友人たちから届く「優勝いけるよ!」という激励のLINEにも、あえて返信をしなかった。「集中したいし、いろんなことを考えて邪念が入りそうだったから」と、ただ目の前の一打に無心で向き合った先に待望の勝利が待っていた。
若手の台頭が著しい女子ゴルフ界。「若い時は勢いだけで行けたし、怖いもの知らずだった」と鈴木は振り返る。しかし、キャリアを重ねることは成功体験だけでなく、失敗の記憶をも積み重ねることを意味する。
今年31歳になり、若手のようなイケイケのゴルフはもうできないと悟った。それでも「自分は周りを見ながら、落ち着いた大人のゴルフをする」と、自身の変化を受け入れた。衰えを嘆くのではなく、経験を武器に変える覚悟が決まった瞬間だった。

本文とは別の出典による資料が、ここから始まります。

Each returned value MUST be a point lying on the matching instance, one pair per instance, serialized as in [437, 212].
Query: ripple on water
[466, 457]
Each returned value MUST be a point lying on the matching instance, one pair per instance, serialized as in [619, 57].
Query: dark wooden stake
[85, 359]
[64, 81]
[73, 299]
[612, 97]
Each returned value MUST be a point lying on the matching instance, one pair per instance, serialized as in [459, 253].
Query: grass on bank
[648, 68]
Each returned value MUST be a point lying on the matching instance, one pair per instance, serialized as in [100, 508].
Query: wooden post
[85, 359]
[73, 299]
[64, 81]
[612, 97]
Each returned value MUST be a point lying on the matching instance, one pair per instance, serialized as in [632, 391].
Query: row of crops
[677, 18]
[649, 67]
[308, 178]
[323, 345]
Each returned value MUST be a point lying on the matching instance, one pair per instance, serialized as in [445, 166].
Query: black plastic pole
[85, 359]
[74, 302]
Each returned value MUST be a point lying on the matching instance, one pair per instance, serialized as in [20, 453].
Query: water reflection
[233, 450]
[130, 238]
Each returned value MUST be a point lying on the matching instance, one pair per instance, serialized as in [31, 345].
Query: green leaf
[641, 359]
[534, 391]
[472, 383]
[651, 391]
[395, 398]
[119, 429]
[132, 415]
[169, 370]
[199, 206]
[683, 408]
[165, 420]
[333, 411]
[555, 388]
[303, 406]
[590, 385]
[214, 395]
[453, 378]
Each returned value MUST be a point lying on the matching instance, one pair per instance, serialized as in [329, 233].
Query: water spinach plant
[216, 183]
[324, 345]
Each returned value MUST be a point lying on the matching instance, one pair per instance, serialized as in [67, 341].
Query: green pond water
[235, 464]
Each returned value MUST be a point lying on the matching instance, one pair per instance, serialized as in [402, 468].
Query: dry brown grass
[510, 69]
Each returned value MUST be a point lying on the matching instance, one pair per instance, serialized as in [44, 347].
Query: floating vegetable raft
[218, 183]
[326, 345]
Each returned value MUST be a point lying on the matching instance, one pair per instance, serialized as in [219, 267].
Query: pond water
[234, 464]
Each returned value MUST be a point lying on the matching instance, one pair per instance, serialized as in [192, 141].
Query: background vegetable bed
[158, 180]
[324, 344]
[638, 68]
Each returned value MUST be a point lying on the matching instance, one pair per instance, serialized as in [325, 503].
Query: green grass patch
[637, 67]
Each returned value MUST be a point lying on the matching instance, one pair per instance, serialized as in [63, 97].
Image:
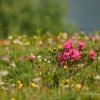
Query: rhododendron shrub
[73, 55]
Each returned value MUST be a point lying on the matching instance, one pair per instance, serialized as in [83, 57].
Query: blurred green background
[33, 17]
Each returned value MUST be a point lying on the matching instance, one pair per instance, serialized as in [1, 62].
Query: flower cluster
[73, 54]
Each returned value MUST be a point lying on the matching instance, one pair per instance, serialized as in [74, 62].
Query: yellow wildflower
[60, 34]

9月末の「ミヤギテレビ杯ダンロップ女子オープン」から5戦連続予選落ちを喫するなど、苦しいシーズン終盤を乗り越えた鈴木だが、会見の中では力強い未来図を語った。
「35歳までに30勝して永久シードを取る。それが今の自分の中での最大の目標です」
今大会を制したことで、現在の勝利数は「22」まで積み上がった。残り4年で8勝という高いハードルだが、「1年間に2勝ずつの計算。ギリギリのペースだけど、期限を決めないと今の自分には難しい」と言う。
苦悩の果てに手にした“大人の強さ”。30代に突入した鈴木の逆襲は、ここから静かに、だが確実に加速していく。